Cloud hosting has been in existence for 10 years. Going into its second decade, it’s time for something new. So, what’s the latest trend? Good old, plain dedicated servers — but rebuilt and reinvented.
Although it is not required by any definition of a cloud, virtualization has become part and parcel of cloud hosting — not because it is necessary for clouds, but merely because it is very convenient.
First and foremost, cloud is great for businesses — of all sizes and in a variety of industries — because it allows them to manage their resources easily. There’s no need to pre-order a server and wait until it’s ready. Virtualization has brought effective tools for that. On the other hand, for providers, virtualization brings a theoretical possibility to utilize resources more efficiently and thus to have lower costs and lower prices for endusers.
It’s worth noting that in a virtualized environment, customers always have to share resources. As a result, even when resources are generally abundant, at certain times, cloud servers on some nodes might experience resource starvation. There are several ways to mitigate this possibility.
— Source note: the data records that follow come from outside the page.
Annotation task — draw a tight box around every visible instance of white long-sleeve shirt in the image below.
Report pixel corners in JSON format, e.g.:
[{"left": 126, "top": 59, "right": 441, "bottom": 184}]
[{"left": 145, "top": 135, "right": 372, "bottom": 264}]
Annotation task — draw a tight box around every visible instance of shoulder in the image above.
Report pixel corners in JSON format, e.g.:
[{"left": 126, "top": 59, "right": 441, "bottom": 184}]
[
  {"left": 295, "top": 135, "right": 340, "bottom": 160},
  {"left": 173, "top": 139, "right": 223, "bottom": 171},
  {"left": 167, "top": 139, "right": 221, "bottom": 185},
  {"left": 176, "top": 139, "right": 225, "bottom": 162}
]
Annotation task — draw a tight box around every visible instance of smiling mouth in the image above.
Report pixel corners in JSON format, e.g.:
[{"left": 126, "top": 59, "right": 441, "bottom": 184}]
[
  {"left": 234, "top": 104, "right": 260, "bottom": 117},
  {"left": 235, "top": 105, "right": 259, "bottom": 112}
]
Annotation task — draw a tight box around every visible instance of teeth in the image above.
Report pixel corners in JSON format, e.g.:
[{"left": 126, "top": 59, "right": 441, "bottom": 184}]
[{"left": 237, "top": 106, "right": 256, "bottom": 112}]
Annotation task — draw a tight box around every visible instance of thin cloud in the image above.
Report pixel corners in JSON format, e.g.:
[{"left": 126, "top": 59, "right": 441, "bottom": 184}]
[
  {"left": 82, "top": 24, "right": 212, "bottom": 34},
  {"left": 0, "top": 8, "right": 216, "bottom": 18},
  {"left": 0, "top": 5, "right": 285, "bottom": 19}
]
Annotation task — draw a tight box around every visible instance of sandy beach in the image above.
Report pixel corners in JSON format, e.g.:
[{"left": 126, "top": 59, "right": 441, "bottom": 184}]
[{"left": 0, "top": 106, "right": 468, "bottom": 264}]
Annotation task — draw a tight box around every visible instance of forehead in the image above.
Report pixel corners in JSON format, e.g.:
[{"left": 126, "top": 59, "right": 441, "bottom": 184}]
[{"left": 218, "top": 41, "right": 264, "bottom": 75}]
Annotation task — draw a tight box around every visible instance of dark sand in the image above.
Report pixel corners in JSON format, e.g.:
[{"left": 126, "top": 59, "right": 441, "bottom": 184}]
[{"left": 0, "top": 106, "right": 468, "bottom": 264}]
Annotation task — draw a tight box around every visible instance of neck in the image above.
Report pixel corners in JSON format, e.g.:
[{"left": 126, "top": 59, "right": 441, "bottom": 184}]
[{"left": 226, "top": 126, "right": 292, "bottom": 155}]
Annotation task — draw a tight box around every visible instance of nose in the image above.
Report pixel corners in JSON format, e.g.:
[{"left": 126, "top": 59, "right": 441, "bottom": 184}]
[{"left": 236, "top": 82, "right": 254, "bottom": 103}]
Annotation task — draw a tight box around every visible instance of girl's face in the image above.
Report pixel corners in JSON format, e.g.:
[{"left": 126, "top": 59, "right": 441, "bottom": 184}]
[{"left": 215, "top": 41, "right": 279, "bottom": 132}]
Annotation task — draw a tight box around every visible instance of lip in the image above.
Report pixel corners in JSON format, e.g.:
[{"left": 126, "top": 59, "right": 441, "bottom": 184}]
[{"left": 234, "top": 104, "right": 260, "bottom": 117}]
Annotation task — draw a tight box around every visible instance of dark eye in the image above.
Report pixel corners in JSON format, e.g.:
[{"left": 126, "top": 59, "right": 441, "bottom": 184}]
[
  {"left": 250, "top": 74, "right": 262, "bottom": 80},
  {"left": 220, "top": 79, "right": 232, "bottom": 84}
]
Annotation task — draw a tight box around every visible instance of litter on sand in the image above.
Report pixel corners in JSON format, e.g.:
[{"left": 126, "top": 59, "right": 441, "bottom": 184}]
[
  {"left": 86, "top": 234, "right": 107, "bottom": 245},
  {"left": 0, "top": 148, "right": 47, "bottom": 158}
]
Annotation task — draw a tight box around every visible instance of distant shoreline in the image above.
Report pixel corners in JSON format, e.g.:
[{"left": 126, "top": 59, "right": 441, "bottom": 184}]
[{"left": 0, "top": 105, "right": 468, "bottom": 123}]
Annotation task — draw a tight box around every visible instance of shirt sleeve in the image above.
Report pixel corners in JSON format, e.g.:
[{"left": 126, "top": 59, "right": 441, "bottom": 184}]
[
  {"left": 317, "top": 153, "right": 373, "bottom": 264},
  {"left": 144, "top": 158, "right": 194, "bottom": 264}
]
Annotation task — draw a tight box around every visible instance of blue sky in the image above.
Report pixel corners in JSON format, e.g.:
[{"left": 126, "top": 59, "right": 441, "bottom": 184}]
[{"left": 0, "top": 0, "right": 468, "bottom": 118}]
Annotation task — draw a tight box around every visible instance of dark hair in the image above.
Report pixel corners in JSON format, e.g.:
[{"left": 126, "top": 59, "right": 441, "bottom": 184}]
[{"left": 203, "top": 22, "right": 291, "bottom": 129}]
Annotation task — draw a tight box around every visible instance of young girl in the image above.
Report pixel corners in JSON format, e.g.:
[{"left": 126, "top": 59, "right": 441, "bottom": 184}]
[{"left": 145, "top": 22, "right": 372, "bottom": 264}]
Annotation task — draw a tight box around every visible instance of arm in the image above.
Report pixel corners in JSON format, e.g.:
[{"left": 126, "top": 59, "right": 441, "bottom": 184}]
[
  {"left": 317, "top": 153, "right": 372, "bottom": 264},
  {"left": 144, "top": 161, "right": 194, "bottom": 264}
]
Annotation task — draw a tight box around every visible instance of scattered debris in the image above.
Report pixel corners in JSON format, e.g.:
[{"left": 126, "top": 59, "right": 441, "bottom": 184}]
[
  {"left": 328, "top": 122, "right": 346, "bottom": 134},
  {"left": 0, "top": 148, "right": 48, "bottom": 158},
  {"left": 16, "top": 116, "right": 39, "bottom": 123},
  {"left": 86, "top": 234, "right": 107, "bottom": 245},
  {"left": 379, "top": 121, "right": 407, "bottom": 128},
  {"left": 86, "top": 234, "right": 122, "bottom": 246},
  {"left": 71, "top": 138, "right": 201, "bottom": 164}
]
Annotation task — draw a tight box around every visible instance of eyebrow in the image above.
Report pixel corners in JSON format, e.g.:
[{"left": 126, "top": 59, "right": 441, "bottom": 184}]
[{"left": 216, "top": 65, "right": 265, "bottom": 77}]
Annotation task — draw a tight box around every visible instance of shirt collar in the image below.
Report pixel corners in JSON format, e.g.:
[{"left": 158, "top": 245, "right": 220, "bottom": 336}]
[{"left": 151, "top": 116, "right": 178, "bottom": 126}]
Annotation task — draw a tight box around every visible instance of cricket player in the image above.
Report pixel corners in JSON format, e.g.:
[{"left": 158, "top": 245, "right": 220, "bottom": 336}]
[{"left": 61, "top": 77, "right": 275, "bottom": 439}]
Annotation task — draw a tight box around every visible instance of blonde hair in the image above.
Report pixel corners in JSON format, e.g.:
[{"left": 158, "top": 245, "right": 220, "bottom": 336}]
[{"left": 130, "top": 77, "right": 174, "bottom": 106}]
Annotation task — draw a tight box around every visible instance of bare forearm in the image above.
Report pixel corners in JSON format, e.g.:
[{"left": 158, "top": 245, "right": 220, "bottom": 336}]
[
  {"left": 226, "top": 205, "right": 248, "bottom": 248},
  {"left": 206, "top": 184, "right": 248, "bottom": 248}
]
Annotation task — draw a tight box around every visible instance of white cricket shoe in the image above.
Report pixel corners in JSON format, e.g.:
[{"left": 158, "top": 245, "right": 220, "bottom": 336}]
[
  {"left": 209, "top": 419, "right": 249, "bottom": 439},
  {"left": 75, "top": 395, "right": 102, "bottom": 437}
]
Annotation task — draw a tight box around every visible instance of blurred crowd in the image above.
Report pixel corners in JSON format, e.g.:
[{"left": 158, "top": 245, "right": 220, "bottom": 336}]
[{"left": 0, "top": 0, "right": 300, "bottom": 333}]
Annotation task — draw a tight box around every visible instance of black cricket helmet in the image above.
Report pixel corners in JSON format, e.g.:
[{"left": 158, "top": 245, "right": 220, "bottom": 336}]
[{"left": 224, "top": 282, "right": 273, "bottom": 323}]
Providers can keep larger reserves (which yields to less efficient utilization and higher price) or introduce some complicated billing mechanism that will regulate such situations by incentivizing companies with some extra costs (e.g., CPU credits on Amazon).
On top of that, many systems still do not scale-out and scale-up, nor do they show any tendency to be ready to scale-out. Anyone who ran SAP HANA can confirm this point. And that’s not the only example. For such software, running on top of a virtualized cloud is not a viable option. It normally requires more and more resources, and the overhead of virtualization can be unbearable.
With the rise of Docker — an open platform for developers and sysadmins to build, ship, and run distributed applications, whether on laptops, data center VMs, or the cloud — consolidation can be done by a company itself, not by a provider. Running Docker containers is a no-brainer compared to running a full virtualization stack. It can be done by companies’ developers themselves and does not require a dedicated person.
So, the real next big thing in hosting will be baremetal servers — very similar to good, old dedicated servers. From our experience, companies are buying baremetal servers and building their own clouds on top of that. Sometimes they are going for full-featured virtualized clouds, sometimes for simple Docker-based solutions.
However, we are seeing certain workloads running on baremetal servers without any “cloudification.” One good example is Aerospike, a data store heavily used by the AdTech industry.
Baremetal servers can be ordered and deployed within 30 minutes, which is still a lot compared to cloud servers spinning up in less than a minute. One good barometer is to ask yourself, “How often is it critical for me to have an instance up in one minute or less?” The answer should be “rarely,” but not “never.” That’s why cloud should still be present in a hosting provider’s portfolio — and it should be integrated with dedicated servers. It’s just a matter of proportion: the pendulum has swung to the cloud side, and is now moving back to baremetal.
Contrasting cloud and baremetal hosting is not technically an accurate dichotomy. Cloud does not require virtualization by definition. That is why I firmly believe that baremetal is the new cloud. Even on the entry level, at the price level of under $10 monthly, baremetal is slowly gaining momentum. This is thanks in large part to the success of ARM technology, which enables running a baremetal — yet very small and cheap — server.
However, in order to win the positions back, baremetal servers should be provisioned fast, integrated with “classical” virtualized cloud, and provide easy and convenient management interface including API.
For companies looking for the “new” cloud hosting, baremetal servers represent a viable, effective base on which to build their clouds.